A essência do futebol é o gol. É pela glória de mandar a bola para as redes, o máximo que for possível, que 22 homens combatem, derramam o seu suor, dizem palavrões uns com os outros, dão pontapés, carrinhos, cabeçadas e até derramam o próprio sangue. É o gol que determina a luta!

Quando um jogo de futebol termina com o placar marcando zero a zero, o torcedor volta insatisfeito para casa e com a nítida impressão de que faltou alguma coisa para que fosse confirmada a, digamos, competência, tanto do seu time quanto do adversário. Zero a zero é um verdadeiro porre!

Ainda que bolas se choquem com as traves várias vezes, lance que sempre causa certo frisson, dado o perigo iminente do gol, ainda assim perpassa no meio da galera um sentimento de frustração. Bola na trave não é gol. Apesar da emoção, bola na trave é apenas quase gol, chute para fora.

Se o zero a zero for daquele tipo em que nem bola na trave aconteceu, então a coisa se configura pior ainda. É o caso de quando se enfrentam times covardes, cujos técnicos entendem que primeiro é preciso defender a rapadura e que imaginam ser o ataque uma ação sobrenatural.

Até o placar mínimo de um a zero pode ser frustrante, mesmo que o time vencedor seja aquele que faz tremer o coração da gente. Se esse um a zero, ainda que a favor das nossas cores, for daqueles em que o gol só saiu por um acidente de percurso, creiam, o desempenho é um sinal de alerta.

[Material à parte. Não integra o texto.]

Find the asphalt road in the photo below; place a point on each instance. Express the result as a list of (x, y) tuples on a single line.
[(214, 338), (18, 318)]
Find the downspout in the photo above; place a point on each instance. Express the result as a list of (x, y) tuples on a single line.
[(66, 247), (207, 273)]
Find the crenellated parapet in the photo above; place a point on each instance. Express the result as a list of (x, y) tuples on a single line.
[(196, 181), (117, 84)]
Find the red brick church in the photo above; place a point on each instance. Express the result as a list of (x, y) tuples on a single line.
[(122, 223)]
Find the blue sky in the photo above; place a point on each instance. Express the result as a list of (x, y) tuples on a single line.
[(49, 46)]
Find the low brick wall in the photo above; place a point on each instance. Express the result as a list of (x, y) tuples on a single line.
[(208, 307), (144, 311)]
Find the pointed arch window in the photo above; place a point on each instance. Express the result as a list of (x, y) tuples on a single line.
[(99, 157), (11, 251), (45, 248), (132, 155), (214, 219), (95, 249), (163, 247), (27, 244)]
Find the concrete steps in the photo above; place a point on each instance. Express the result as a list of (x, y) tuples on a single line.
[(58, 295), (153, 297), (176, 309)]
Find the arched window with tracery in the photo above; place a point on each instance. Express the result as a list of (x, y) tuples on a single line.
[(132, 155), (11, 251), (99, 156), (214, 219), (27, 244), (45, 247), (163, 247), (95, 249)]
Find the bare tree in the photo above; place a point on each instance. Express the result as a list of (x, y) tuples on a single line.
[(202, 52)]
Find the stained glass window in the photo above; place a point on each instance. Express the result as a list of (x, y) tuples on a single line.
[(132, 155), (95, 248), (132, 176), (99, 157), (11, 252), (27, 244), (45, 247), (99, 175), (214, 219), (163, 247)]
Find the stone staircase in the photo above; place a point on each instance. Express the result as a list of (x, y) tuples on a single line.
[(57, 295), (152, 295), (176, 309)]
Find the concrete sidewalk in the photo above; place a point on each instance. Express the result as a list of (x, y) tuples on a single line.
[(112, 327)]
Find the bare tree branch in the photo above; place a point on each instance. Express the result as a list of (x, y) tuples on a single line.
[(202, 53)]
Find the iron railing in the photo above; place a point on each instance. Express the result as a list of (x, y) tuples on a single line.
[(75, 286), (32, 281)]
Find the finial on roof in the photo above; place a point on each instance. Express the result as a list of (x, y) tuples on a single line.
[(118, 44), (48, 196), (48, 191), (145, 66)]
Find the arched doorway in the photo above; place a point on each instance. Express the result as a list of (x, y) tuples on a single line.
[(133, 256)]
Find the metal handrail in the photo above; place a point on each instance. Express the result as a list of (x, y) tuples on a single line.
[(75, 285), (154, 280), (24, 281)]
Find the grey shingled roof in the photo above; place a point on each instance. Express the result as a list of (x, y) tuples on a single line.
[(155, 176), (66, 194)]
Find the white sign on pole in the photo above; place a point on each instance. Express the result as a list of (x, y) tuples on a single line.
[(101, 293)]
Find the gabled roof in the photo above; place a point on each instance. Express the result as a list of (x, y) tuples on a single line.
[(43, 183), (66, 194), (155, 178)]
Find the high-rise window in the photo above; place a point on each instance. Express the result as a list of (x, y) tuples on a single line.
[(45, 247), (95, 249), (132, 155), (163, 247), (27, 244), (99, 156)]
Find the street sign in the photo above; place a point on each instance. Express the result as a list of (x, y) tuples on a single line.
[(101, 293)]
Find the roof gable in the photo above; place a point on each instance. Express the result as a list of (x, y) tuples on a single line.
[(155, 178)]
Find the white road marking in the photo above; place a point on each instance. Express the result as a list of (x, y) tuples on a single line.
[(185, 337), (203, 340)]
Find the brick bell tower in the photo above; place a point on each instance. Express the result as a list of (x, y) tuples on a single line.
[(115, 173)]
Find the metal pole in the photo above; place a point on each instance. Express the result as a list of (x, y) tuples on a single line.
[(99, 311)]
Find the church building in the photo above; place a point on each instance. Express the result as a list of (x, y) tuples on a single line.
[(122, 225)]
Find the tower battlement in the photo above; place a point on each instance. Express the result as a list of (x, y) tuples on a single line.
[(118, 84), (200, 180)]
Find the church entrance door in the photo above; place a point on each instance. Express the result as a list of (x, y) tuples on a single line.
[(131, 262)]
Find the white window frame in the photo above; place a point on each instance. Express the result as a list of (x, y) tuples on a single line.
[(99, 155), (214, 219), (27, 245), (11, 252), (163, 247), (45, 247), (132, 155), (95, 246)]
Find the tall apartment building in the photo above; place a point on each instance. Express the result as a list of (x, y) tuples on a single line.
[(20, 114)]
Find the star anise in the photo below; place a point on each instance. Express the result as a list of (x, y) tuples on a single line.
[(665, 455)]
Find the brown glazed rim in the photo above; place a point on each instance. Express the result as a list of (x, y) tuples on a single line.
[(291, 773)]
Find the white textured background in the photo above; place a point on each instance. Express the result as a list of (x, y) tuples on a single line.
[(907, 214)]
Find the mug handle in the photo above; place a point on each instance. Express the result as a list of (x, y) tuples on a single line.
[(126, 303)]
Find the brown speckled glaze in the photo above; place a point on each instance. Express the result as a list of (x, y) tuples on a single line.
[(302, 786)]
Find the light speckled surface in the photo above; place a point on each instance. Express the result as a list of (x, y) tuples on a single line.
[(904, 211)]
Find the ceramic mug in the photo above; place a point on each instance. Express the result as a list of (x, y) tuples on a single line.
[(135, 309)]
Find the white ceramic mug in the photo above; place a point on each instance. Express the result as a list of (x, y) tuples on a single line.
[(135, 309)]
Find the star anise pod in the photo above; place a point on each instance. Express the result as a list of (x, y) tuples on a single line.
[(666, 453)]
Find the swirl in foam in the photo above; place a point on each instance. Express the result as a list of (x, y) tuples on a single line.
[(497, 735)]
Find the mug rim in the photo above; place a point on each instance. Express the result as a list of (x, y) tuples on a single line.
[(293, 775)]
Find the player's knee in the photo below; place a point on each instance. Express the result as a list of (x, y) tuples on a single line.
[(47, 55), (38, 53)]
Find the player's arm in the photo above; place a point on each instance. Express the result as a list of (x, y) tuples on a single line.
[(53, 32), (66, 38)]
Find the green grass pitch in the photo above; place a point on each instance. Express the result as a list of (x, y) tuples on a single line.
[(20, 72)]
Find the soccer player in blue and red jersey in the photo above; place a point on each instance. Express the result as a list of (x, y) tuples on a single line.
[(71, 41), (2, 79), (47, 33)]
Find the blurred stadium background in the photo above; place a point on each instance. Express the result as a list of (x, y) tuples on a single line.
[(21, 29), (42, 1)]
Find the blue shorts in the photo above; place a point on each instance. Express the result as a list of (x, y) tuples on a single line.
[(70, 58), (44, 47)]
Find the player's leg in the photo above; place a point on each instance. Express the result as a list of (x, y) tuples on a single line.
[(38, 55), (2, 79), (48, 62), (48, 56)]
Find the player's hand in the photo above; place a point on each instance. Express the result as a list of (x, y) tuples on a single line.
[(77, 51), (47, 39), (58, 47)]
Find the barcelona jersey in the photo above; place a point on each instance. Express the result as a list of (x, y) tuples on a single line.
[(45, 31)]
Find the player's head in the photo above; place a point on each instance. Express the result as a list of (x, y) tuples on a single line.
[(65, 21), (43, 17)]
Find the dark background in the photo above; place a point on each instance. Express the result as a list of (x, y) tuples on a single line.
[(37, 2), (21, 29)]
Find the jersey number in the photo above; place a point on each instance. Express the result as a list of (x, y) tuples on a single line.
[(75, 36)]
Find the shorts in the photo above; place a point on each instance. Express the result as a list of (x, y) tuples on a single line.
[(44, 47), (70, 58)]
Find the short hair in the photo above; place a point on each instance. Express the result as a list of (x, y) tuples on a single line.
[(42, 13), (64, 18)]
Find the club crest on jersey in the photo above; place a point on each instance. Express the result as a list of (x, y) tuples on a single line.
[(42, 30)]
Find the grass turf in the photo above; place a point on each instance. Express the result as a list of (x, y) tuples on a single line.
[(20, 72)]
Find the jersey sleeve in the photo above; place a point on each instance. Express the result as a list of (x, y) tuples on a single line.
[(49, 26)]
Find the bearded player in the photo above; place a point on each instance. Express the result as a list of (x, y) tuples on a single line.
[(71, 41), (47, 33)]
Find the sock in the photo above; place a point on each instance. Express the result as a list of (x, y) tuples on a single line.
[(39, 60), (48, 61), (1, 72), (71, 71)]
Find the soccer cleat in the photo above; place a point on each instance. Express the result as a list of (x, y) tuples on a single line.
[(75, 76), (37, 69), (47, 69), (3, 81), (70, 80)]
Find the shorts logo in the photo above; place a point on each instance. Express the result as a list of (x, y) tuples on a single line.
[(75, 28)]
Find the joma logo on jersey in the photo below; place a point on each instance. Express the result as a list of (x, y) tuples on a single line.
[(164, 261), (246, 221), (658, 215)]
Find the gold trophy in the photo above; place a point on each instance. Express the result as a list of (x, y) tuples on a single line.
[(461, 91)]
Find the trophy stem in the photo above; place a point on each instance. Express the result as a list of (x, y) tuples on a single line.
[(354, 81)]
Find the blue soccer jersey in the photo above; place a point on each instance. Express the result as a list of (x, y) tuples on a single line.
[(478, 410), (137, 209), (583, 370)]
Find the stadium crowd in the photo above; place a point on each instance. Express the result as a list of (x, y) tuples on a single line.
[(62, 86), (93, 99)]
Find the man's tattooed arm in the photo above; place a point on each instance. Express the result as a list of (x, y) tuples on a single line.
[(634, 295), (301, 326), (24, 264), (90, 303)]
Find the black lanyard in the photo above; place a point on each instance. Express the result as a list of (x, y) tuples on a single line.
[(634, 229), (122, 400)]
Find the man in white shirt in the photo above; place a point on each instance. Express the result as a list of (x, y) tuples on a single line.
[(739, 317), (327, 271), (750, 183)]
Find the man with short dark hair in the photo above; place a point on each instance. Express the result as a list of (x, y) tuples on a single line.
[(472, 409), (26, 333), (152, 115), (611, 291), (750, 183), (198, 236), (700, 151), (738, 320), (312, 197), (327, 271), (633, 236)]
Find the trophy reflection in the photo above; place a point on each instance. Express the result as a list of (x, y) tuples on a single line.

Falar nisso, me lembrei de um antigo treinador da seleção brasileira que costumava dizer nas suas entrevistas que até vitória de meio a zero valia. Pra mim, esse pensamento era uma espécie de pragmatismo elevado à decima potência, configurando-se na negação em estado puro do futebol.

Mas, toda essa argumentação que eu desenvolvi até aqui foi só pra dizer que nesses últimos dias, felizmente para todos os que amam o futebol pela sua essência (eu incluído), deve estar suspenso no ar um estado de euforia com goleadas que pintaram no planeta bola em momentos distintos.

Destaco duas dessas goleadas. Aquele três a três do Fla-Flu na decisão do primeiro turno do campeonato carioca e aquele seis a um que o Barcelona aplicou no Paris Saint Germain pelas oitavas de final da Liga dos Campeões da Europa. Momentos divinos do futebol como obra de arte!

Pra mim, aliás, todo jogo deveria ter de seis gols pra cima: quatro a dois, cinco a um, seis a zero, três a três e por aí afora. Os velhinhos da FIFA bem que poderiam abolir os noventa minutos e estabelecer que o árbitro só apitasse o final depois de seis gols. Seria pedir demais? Ou não?